On dirait bien. À partir du 21 janvier, l’aéroport de Paris-Charles-de-Gaulle expose 35 œuvres de Pablo Picasso. Parfaitement, Picasso ! Pendant ce temps, la SNCF peaufine sa programmation culturelle de l’année. Les hubs urbains sont en train de devenir un tremplin pour l’art.
par Sarah Belmont
1 Ils abritent de plus en plus d’expos.
Entre pianos et panneaux publicitaires, des œuvres d’art ? Pourquoi pas ? « Il y a toujours eu des animations dans les gares ». Pour Patrick Ropert, directeur général de SNCF Gares & Connexions, le phénomène n’est pas nouveau, mais il s’agissait de l’accentuer. Depuis deux ans, les gares de France accueillent une centaine d’événements artistiques, destinés à quelque 10 millions de voyageurs-visiteurs par jour. À ce train-là, la SNCF pourrait prétendre au titre de plus grand musée du monde.
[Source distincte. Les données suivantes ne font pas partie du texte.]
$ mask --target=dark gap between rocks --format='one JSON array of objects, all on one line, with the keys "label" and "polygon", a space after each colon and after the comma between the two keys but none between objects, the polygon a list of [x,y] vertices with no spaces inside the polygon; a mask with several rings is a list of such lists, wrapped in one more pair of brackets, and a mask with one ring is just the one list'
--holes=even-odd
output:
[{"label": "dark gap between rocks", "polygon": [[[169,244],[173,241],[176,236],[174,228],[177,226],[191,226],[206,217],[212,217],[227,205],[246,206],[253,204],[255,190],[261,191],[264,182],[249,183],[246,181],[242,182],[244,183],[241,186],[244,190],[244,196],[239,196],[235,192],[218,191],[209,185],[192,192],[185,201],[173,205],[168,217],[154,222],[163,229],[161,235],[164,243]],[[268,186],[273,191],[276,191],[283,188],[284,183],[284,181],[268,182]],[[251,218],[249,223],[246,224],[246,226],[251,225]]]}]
Sur 80 millions de passagers annuels, 400 000 foulent les 250m2 de L’Espace Musées, situé au Terminal 2E de l’aéroport CDG. Ce nombre devrait bientôt doubler, quand ladite galerie fermera ses portes à 19h au lieu de 13h. « Nous rejoindrons alors le Top 10 des musées les plus fréquentés, en termes d’expositions temporaires », espère son fondateur Francis Briest.
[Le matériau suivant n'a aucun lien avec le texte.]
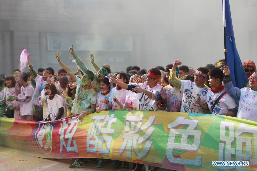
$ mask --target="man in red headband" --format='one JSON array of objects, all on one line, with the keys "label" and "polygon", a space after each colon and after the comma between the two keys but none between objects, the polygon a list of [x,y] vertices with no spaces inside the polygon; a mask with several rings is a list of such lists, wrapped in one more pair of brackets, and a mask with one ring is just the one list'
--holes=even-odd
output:
[{"label": "man in red headband", "polygon": [[207,98],[208,88],[204,85],[207,80],[207,74],[209,70],[206,67],[198,68],[194,74],[194,82],[190,80],[181,80],[175,76],[176,68],[182,63],[179,59],[174,62],[170,73],[169,81],[174,87],[183,92],[182,105],[180,112],[205,113],[206,111],[198,104],[196,104],[196,99],[200,98],[204,102]]},{"label": "man in red headband", "polygon": [[[146,82],[139,84],[133,83],[127,84],[116,80],[112,75],[110,79],[110,82],[115,83],[127,90],[133,91],[139,94],[139,103],[137,110],[158,111],[160,101],[161,100],[164,103],[166,98],[165,96],[162,97],[160,91],[163,93],[164,89],[160,85],[157,84],[161,76],[161,74],[159,69],[153,68],[148,72]],[[164,94],[162,93],[161,94]],[[154,170],[156,168],[147,164],[144,165],[147,171]]]}]

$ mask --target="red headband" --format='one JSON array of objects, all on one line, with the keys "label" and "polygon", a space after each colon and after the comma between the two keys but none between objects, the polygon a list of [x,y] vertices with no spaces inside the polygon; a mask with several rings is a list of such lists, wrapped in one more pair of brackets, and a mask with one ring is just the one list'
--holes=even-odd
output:
[{"label": "red headband", "polygon": [[160,78],[161,76],[155,74],[153,72],[149,72],[147,74],[147,76],[148,77],[152,79],[160,79]]}]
2 Des œuvres originales y sont présentées.
Adieu les copies ! Bonjour les originaux ! Les œuvres exposées, gratuitement, dans cet espace unique au monde, proviennent des fonds de musées nationaux. Auguste Rodin, le père de la sculpture moderne, était à l’affiche de sa première édition, en janvier 2013. Et aujourd’hui, c’est Picasso, génie incontesté du pinceau, dont on retrouvera aussi une poignée de céramiques conçues sur la Côte d’Azur. De son côté, la SNCF participe à la promotion d’artistes contemporains. Pour la COP21, le sculpteur français Richard Texier (né en 1955) a posté un ours polaire en bronze rouge (7 mètres de haut) devant la Gare du Nord. Le Street artiste Max Tetar est l’auteur de la fresque de 300 m2 qui habille la station Avenue du Président Kennedy, sur la ligne du RER C. Ces installations sur-mesure sont même répertoriées, comme au musée, dans un catalogue d’expositions intitulé « Art en gares ».
3 Place aux experts.
On n’a rien sans rien. La Nuit Blanche et la FIAC comptent parmi les nombreux partenaires de la SNCF. Les artistes sollicités lors de pareilles manifestations sont aussi invités à créer « in situ », c’est-à-dire sur place, dans les gares. Les Aéroports de Paris vont plus loin : le transport des œuvres jusqu’à l’Espace Musées est d’autant plus contraignant qu’elles doivent d’abord passer la douane. Pourtant, le Petit Palais n’a pas hésité à leur céder une partie de ses collections. Comment dire « non », à Serge Lemoine ? L’ex-président du Musée d’Orsay fait partie du comité scientifique des ADP. Et c’est le designer français Hubert Le Gall (né en 1961), responsable d’innombrables décors et parcours artistiques, leur scénographe attitré ! Tous les musées parisiens (Jacquemart-André, le Grand Palais, l’Orangerie…) se l’arrachent ! De quoi rassurer les institutions prêteuses.
4 Tout le monde y trouve son compte.
Si les artistes gagnent ainsi en visibilité, leurs créations redorent le blason des hubs, souvent perçus comme de simples galeries marchandes. M comme « mode » certes, et dorénavant comme « Musée ». Fort de deux expositions par an, le hall M du Terminal 2E n’est plus seulement associé à ses boutiques de luxe mais aussi à l’art. Côté musées, c’est l’occasion soit de prolonger un accrochage, soit de révéler un aspect inédit de leurs fonds. « Ce partenariat avec les ADP nous permet de toucher une clientèle internationale plus large, et de montrer une nouvelle facette de Picasso, à travers des pièces plus ou moins connues », confie Émilie Bouvard, Conservatrice du patrimoine au Musée national Picasso-Paris.
Quoi ?
Picasso Plein Soleil, du 21 janvier au 15 juin, à l’aéroport Paris Charles de Gaulle, en collaboration avec le Musée Picasso.
Et aussi…
- 20 affiches de Camille Lavaud, du 10 janvier 2017 à fin mars, gare Montparnasse et Bordeaux-Saint-Jean.
- Michel Borzoni : Looking for a job et Tim Franco : Metamorpolis, du 21 janvier au 5 mars, Gare de l’Est.